P3-108 Changes in the Phyllosphere-associated Bacteria of Leafy Greens Caused by Environmental Factors Such as Solar Radiation

Wednesday, July 12, 2017
Exhibit Hall (Tampa Convention Center)
Pilar Truchado , CEBAS-CSIC , Espinardo , Spain
Maria Gil , CEBAS-CSIC , Espinardo , Spain
Ana Allende , CEBAS-CSIC , Espinardo , Spain
Introduction: The phyllosphere associated bacteria represents a dynamic population in constant change, probably affected by extrinsic factors such as agricultural practices and climatic conditions. Among climatic factors, solar radiation has been highlighted as a major factor affecting bacterial colonization and survival. However, the impact of solar radiation on specific bacteria phyla of leafy greens has not been addressed.

Purpose: This study was conducted to determine the effect of solar radiation on the bacterial community of red-pigmented baby leaf lettuce using cultivation dependent and independent techniques.

Methods: Baby lettuce, grown in open field, were subjected to two different solar radiation intensities using a light-excluding plastic mulch to reduce the sunlight exposure. Four weeks before harvest, the field was divided in two plots; one of them was covered, while the other was kept uncovered. Photosynthetically active radiation (PAR) was measured weekly and the cumulative PAR was calculated to distinguish the treatments as 4265±356 µmol/m2/s (uncovered) and 3115±313 µmol/m2/s (covered). The impact of the solar radiation on the bacterial communities was quantified using qPCR primers for the 16S ribosomal sequences of the most predominant phyla, including Gammaproteobacteria, Betaproteobacteria, Alphaproteobacteria, Bacteroidetes, Actinobacterias and Firmicutes, as as well as total bacteria.

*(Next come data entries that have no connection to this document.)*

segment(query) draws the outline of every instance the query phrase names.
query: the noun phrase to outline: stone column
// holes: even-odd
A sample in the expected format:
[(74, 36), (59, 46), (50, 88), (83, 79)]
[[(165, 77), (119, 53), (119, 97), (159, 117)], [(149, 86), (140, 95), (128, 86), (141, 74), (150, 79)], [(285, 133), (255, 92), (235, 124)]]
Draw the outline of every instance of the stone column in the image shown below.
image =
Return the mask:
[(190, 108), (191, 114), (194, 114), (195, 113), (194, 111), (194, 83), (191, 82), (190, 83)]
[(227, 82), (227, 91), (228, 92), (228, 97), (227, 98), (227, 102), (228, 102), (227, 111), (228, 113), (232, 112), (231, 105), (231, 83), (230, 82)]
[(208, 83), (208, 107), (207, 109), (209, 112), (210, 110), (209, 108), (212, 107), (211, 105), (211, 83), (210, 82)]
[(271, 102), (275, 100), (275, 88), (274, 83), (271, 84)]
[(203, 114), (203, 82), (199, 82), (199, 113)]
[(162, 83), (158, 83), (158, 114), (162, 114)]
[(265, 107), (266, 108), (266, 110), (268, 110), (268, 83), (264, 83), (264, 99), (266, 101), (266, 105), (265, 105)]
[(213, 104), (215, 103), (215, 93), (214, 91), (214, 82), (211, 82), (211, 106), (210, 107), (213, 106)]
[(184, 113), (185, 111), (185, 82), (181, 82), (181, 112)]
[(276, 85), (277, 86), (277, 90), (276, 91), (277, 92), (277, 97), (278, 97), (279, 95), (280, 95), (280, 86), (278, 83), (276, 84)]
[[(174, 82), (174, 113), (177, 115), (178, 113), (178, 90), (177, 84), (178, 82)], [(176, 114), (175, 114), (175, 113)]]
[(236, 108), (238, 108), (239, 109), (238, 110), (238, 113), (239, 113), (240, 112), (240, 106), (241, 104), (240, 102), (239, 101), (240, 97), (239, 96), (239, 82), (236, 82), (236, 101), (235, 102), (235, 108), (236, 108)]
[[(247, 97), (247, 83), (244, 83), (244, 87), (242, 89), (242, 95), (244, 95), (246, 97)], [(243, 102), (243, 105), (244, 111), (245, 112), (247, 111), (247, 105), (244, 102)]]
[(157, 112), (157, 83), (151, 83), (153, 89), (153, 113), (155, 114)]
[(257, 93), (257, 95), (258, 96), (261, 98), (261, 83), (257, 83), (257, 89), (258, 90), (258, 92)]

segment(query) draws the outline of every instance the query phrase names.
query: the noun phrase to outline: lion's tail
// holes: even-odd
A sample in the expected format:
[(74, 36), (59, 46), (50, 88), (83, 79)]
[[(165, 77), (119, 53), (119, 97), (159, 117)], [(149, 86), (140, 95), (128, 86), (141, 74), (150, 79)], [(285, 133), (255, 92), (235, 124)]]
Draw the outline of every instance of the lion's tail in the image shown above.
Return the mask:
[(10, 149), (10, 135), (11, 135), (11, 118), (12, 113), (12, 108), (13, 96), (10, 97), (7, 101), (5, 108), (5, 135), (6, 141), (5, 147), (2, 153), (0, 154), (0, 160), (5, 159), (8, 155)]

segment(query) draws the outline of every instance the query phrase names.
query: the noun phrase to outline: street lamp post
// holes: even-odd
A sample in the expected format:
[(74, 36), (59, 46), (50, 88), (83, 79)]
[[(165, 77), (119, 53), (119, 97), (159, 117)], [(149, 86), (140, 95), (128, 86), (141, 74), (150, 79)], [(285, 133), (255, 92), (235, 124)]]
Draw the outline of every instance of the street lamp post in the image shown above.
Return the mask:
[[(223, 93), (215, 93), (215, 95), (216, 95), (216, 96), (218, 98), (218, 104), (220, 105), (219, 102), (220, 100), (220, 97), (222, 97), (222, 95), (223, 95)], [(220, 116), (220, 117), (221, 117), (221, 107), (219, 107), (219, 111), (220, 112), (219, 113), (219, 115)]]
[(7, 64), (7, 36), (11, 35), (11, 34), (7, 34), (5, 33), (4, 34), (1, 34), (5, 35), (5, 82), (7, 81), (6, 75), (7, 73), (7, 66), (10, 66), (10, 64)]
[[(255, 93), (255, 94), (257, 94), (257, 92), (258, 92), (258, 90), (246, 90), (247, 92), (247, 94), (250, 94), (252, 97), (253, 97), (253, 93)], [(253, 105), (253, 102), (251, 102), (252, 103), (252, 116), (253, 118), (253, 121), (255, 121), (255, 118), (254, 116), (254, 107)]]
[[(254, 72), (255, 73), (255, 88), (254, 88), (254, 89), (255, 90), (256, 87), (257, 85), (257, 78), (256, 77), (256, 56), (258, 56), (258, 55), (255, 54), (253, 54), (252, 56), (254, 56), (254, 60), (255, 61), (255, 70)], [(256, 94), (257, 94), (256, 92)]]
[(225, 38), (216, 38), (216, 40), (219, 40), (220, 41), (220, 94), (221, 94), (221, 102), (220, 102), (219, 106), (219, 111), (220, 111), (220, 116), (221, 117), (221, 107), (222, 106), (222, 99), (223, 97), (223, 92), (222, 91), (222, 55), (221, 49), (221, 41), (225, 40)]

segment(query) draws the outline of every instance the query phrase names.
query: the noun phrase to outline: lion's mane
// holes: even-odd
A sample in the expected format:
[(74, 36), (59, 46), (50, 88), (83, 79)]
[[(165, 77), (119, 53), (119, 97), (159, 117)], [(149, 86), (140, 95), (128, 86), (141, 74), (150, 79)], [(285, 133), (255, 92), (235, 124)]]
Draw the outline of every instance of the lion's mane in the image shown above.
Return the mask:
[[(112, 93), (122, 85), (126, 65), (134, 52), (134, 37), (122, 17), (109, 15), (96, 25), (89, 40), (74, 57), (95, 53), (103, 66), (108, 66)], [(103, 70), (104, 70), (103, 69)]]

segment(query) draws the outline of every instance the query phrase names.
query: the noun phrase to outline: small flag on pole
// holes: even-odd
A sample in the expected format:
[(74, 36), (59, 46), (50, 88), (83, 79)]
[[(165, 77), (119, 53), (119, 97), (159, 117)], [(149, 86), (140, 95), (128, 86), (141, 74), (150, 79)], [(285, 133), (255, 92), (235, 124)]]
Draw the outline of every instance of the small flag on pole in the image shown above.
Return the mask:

Results: The total bacterial population size was not affected by solar radiation treatments. However, significant differences were observed in the relative abundance of bacterial community between treatments. In general, solar radiation reduced the relative abundance of Gammaproteobacteria, while it increased the relative abundance of Betaproteobacteria. Obtained results, also, confirmed that Proteobacteria, Bacteroidetes, Actinobacterias and Firmicutes were the most abundant phyla in baby pigmented lettuce.

Significance: This study described, for the first time, the impact of the solar radiation on specific groups mong the phyllosphere-associated bacteria in pigmented baby lettuce. The obtained results are relevant, but should be completed to determine if the changes on the relative abundance of specific phyla might have an impact on the safety of leafy greens.